As San Francisco Giants pitcher Jonathan Sanchez tossed the team’s first no-hitter in 34 years, and 30,000 fans at AT&T Park screamed in ecstasy, I sat in a Palo Alto parking lot, listening to history on the car radio with mixed emotions. I was happy, but also distraught. That’s because five hours earlier, I had given away my tickets to the game.
That week in July, I had driven 800 miles from Arizona to California. And twice that week, I had already driven the 50 miles from San Jose to San Francisco to catch two games. So when Friday rolled around, after all that previous driving that week, I just couldn’t stomach driving up to the city again for a third game — and to see a guy with a 5.30 ERA to boot.
So my brother found a friend to take the tickets off my hands. And when he did, I actually joked, “What’s Sanchez going to do? Throw a no-hitter?” And then I said: “Watch him give up 4 runs in the first, and I’ll be glad I didn’t make the drive up.”
That evening, I stayed in the San Jose area. My wife dragged me to a tech party, and every half an hour, I “watched” the game with MLB.com’s real-time pitch-by-pitch application on my BlackBerry. When Sanchez tossed three no-hit innings, I texted my brother, half-joking that Sanchez was throwing a no-hitter. Then the 6th inning, seventh inning and eighth inning came, and still no hits. By that time, I had stopped being social at the party, and just stared at my BlackBerry. Thank goodness I had a drink in my hands.
By the 9th inning, I ditched the party and scrambled to the parking lot to hear the rest of the game on our car radio. As Sanchez mowed them down in the 9th, I was ecstatic it was happening, but was also overwhelmed with an intense feeling of remorse because I could have been there.
I have been in the stands for many of the Giants’ memorable moments at AT&T Park: J.T Snow hitting a pinch-hit three-run homer in the 9th inning to temporarily tie the game during the 2000 playoffs against the Mets, Bonds’ hitting his 500th home run, and the Giants clinching the National League Championship Series against St. Louis in 2002. It’s a great feeling when you’re screaming at the top of your lungs and high-fiving complete strangers.

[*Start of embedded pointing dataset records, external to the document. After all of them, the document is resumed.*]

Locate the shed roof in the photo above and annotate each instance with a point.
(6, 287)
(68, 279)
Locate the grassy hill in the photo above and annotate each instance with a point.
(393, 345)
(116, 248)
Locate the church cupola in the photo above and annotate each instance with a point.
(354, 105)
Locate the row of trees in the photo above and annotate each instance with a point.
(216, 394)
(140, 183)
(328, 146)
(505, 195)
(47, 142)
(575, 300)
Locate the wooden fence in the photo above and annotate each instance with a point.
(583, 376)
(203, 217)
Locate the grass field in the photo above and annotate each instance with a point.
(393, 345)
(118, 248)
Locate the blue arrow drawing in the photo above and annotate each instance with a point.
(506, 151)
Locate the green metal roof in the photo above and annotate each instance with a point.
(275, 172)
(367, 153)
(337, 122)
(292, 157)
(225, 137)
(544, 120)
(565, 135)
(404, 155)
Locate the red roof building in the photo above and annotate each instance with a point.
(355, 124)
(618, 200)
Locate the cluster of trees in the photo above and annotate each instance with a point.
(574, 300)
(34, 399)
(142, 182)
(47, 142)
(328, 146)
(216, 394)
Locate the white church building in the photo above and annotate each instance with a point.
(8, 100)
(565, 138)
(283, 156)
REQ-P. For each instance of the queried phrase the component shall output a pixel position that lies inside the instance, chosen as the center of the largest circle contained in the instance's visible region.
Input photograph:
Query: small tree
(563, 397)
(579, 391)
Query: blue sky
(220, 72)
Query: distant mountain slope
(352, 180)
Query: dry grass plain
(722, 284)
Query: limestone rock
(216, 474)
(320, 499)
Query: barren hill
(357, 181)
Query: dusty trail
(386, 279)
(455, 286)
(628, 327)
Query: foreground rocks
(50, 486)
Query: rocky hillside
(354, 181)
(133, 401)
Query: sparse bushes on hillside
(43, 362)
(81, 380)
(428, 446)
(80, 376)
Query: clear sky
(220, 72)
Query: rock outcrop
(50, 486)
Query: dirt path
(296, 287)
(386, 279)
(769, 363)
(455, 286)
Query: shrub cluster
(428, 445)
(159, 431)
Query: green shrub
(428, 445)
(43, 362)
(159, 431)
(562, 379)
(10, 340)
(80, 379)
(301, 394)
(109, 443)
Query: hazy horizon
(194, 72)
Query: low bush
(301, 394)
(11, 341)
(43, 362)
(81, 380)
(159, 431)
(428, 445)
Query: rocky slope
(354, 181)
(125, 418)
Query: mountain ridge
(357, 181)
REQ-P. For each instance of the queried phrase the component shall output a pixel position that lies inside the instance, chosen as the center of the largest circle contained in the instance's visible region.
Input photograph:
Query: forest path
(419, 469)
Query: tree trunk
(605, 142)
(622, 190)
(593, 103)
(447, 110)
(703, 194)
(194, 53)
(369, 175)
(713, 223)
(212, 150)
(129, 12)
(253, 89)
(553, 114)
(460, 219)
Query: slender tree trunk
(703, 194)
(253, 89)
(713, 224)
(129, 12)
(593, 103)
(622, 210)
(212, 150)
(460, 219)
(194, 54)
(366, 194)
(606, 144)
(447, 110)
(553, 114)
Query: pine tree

I have never seen a no-hitter before.
Later that evening when we got home, I caught the replay of the game on TV, and during the post-game celebration, an excited Giants announcer Duane Kuiper said something like: “You come to the ballpark, you never know what you will see.”
I turned to my wife and said, “You don’t go to the ballpark, and you don’t know what you will miss!”
Argh.
It will be a while before I give away tickets to a game again.
great story! i feel your pain. but this is case of the fallacy of the pre-determined no-hitter. who’s to say sanchez would’ve performed the same if you had attended? if you had gone, who knows, your extra mass could’ve caused a minute distubance in the airflow in the stadium, perhaps affecting the trajectory of any one of his 100+ pitches! if you had gone, he might very well have given up those four runs in the first! so feel better, it all worked out for the best!!
LOL!!! That is hilarious. Yet true. Haha. Thanks for making me feel better.